Genomics England Names Four Finalist Companies to Begin Interpretation

June 3, 2015

By Bio-IT World Staff

June 3, 2015 | Genomics England today announced four finalist companies and one alternate that will begin working on the interpretation of the genomes of the first 8,000 patients participating in the 100,000 Genomes Project.  Congenica and Omicia will work in rare diseases, Nanthealth in cancer, and Wuxi Nextcode in both rare disease and cancer for this stage of the project. Lockheed Martin in partnership with Cypher Genomics is the alternate.

The chosen companies must pass a test phase and agree to the contract before work begins on August 1. Each of the successful suppliers will have to provide the services within the Genomics England data centre, thus ensuring that the data does not leave the data centre. 

Genomics England, owned by the UK Department of Health, was set up to deliver the 100,000 Genomes Project by sequencing 100,000 NHS patients by 2017.

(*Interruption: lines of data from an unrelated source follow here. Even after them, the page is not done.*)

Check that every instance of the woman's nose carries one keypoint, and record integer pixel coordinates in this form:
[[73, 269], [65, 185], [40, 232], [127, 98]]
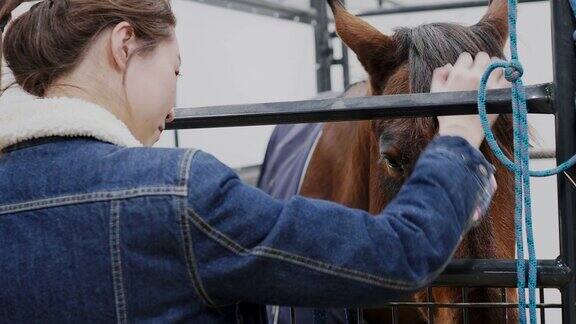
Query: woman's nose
[[170, 116]]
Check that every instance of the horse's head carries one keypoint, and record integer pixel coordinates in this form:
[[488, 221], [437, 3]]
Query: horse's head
[[403, 63]]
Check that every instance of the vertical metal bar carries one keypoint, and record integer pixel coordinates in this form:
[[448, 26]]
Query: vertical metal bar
[[430, 310], [323, 47], [465, 311], [345, 66], [176, 138], [564, 57], [542, 310], [504, 299]]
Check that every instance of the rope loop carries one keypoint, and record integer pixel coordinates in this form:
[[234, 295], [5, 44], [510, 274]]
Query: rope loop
[[513, 71]]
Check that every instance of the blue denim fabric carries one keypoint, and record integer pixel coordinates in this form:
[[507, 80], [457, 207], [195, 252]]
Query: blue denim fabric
[[90, 231]]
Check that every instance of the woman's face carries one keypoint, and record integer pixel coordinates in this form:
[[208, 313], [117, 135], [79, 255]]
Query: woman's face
[[150, 82]]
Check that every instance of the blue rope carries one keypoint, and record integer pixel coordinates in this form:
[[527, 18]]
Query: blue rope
[[520, 166]]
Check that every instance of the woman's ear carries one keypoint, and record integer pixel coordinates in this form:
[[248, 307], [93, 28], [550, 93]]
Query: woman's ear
[[123, 44]]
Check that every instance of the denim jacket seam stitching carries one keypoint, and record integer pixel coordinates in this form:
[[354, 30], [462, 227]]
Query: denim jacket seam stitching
[[300, 260], [92, 197], [116, 264], [188, 245]]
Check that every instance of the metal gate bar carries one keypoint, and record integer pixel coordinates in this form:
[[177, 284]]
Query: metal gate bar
[[362, 108]]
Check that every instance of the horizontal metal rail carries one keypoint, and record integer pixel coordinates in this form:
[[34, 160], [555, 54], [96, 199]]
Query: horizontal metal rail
[[265, 8], [429, 7], [362, 108], [501, 273], [466, 305]]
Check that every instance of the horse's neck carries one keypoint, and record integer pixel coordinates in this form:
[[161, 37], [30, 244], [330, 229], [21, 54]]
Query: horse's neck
[[339, 170]]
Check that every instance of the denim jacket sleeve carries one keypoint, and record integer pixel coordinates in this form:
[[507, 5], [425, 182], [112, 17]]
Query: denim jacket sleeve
[[247, 246]]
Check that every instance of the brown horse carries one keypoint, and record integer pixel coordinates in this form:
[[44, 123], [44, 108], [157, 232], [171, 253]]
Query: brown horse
[[363, 164]]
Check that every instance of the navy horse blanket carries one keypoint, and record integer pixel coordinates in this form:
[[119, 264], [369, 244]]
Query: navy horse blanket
[[287, 156]]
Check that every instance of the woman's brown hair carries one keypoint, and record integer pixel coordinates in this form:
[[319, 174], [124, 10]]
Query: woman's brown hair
[[50, 39]]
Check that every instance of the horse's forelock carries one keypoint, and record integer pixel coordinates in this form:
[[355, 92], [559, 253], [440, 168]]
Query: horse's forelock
[[430, 46]]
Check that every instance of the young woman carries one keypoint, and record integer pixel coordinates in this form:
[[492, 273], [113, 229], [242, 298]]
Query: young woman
[[97, 226]]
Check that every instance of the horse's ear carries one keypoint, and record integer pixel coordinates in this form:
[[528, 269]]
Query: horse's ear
[[497, 18], [371, 46]]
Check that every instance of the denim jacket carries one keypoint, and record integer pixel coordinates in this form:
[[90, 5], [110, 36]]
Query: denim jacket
[[96, 228]]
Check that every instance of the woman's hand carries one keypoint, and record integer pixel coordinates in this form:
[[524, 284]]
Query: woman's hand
[[465, 75]]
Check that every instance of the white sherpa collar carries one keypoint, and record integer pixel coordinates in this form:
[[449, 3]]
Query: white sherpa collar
[[37, 118]]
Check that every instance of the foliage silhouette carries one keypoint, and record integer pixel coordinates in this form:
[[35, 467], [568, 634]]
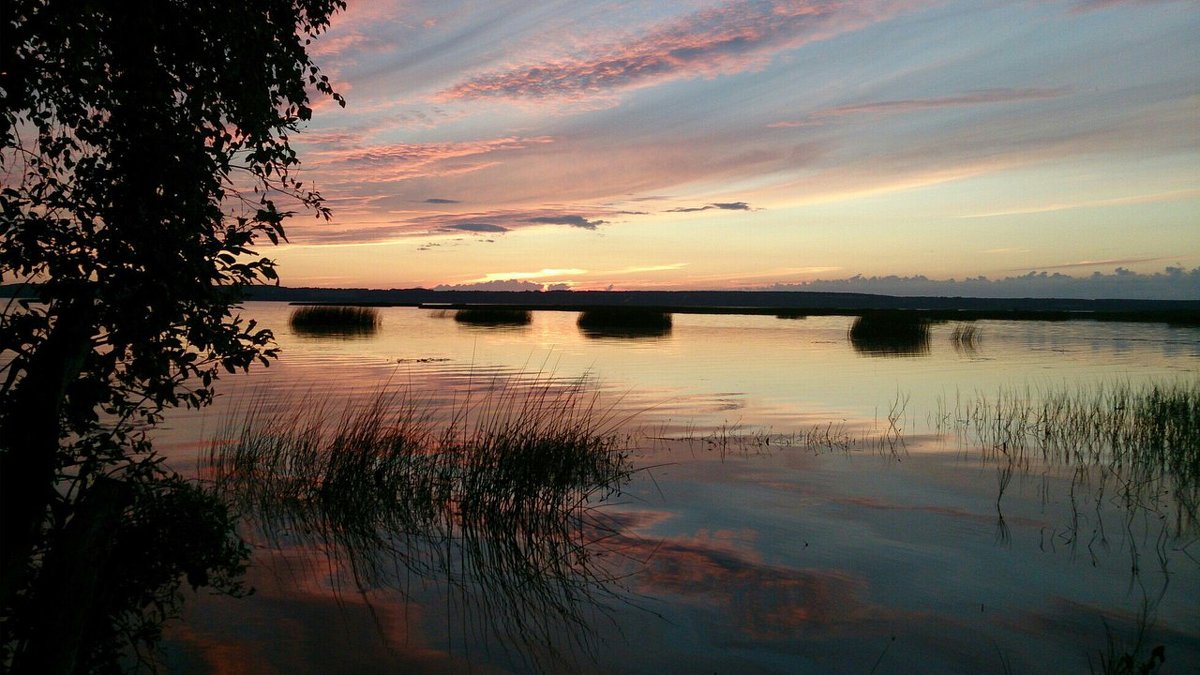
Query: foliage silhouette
[[145, 153]]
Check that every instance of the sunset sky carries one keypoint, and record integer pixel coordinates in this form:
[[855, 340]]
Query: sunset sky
[[699, 144]]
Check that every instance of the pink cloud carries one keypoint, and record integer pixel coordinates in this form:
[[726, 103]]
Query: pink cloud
[[729, 39], [400, 161], [979, 97], [463, 223]]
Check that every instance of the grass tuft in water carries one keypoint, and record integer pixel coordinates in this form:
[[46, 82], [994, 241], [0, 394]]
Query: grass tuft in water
[[493, 316], [965, 339], [498, 502], [1146, 438], [624, 322], [335, 320], [891, 334]]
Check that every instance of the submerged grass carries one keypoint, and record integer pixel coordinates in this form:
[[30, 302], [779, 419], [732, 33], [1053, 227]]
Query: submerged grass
[[335, 320], [1145, 438], [891, 334], [624, 322], [498, 502], [493, 316]]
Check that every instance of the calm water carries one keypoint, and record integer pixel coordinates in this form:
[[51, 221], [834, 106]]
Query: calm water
[[735, 545]]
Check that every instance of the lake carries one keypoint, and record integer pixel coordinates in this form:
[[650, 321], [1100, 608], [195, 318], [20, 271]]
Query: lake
[[786, 497]]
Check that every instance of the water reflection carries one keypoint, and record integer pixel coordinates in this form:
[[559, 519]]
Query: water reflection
[[624, 323], [493, 316], [891, 334], [335, 321], [501, 507]]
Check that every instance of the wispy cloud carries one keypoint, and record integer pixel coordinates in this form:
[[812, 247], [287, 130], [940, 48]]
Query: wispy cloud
[[1108, 262], [720, 205], [1093, 203], [400, 161], [978, 97], [732, 37], [431, 223], [545, 273], [1090, 5], [571, 220], [479, 227]]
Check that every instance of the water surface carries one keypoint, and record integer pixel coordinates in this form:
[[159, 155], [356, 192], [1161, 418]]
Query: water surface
[[738, 543]]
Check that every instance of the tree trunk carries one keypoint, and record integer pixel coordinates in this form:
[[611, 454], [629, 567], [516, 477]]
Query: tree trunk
[[30, 430]]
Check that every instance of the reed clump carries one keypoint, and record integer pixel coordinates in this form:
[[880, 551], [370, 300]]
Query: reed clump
[[493, 316], [1146, 437], [965, 338], [335, 320], [499, 502], [891, 334], [624, 322]]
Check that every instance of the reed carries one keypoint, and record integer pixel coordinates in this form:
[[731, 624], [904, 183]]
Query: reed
[[498, 502], [624, 322], [335, 320], [965, 338], [493, 316], [891, 334], [1146, 438]]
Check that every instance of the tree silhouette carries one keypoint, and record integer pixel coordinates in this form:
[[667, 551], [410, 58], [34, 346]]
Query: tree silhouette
[[144, 153]]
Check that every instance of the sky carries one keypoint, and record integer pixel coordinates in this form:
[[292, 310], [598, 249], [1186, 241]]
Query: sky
[[745, 144]]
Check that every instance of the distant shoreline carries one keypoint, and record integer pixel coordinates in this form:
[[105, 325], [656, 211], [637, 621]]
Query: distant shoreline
[[786, 304]]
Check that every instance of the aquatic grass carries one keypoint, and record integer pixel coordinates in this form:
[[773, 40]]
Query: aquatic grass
[[498, 501], [1145, 438], [624, 322], [335, 320], [493, 316], [891, 334], [965, 338]]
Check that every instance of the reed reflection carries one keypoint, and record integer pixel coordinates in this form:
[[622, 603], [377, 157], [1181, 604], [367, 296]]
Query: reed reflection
[[499, 506], [891, 334], [1127, 452], [493, 316], [335, 321], [624, 322]]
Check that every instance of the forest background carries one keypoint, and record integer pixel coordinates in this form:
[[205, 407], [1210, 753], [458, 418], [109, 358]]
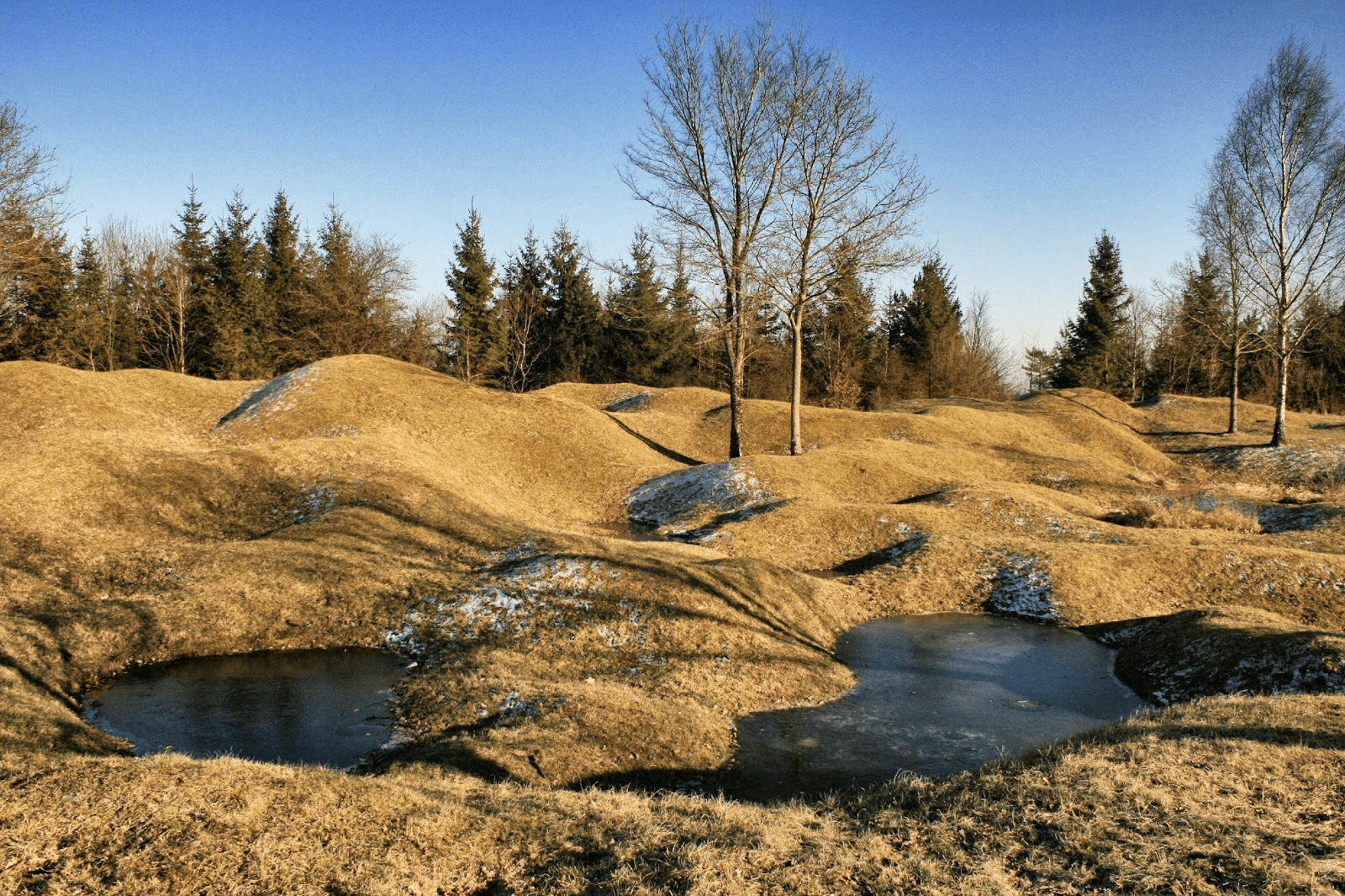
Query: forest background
[[251, 293]]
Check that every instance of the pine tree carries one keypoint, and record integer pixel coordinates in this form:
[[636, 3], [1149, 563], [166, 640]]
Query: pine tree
[[284, 280], [573, 313], [40, 299], [522, 313], [237, 322], [84, 324], [193, 248], [681, 365], [928, 320], [643, 334], [840, 338], [1188, 353], [472, 333], [1089, 353]]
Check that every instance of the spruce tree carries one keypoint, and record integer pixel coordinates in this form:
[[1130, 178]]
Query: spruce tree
[[40, 300], [928, 322], [522, 318], [573, 313], [472, 333], [1089, 356], [284, 280], [840, 338], [193, 246], [239, 324], [681, 363], [642, 331], [84, 324]]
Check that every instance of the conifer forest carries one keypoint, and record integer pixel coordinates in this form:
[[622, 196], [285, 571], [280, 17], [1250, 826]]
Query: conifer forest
[[797, 309]]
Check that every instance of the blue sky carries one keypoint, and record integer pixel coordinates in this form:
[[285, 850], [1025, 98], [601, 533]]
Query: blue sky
[[1037, 124]]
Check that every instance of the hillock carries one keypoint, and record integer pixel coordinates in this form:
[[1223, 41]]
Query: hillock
[[583, 568]]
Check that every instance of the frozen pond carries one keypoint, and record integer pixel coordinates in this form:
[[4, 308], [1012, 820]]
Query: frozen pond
[[936, 694], [316, 707]]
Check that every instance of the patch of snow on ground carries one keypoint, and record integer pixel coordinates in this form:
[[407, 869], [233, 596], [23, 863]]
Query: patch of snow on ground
[[686, 495], [520, 596], [314, 502], [1290, 465], [1020, 588], [275, 396], [639, 401], [1295, 517]]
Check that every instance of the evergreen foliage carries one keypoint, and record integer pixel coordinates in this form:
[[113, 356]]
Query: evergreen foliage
[[286, 282], [1188, 353], [646, 340], [928, 322], [239, 322], [840, 340], [573, 314], [522, 308], [1089, 354], [472, 331]]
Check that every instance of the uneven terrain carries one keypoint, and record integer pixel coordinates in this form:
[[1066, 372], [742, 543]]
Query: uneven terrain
[[591, 596]]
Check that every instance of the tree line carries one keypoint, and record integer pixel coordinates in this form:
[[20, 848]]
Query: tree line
[[1259, 311], [248, 296]]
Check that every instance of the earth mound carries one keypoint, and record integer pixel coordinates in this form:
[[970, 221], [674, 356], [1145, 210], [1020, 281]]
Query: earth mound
[[592, 593]]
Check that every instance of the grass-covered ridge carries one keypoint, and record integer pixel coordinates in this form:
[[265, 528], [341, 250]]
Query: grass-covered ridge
[[148, 515]]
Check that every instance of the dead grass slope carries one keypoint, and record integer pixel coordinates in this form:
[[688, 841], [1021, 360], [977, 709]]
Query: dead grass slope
[[1228, 795], [145, 515]]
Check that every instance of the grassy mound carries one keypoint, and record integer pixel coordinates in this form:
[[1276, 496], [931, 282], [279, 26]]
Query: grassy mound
[[361, 501]]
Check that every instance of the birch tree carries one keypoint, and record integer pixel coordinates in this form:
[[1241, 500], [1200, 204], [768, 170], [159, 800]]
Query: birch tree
[[715, 152], [1279, 178], [847, 202]]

The project kicked off in the Spring of 2014 with a “bake off” for annotation and interpretation to determine the quality of offerings around the world.  The challenge attracted 28 participants, each of which was sent the genomes of 15 rare disease trio samples and 10 cancer/normal samples and asked to interpret them.  The submitted reports were then evaluated by a team within Genomics England.

The 10 companies that passed this stage were then invited to take part in a tender to provide interpretation services in relation to the first 8,000 patients being treated within the 100,000 Genomes Project.  The focus of the tender was whether the companies could provide an automated service with limited amounts of manual intervention. Interpretation reports will be provided by multiple providers for some patients to compare performance.

The four companies plus one alternate announced today progressed from that phase of the program.

Genomics England continues to work with Illumina and are also expanding their partnership to explore a variety of bioinformatic challenges around sequencing and clinical interpretation.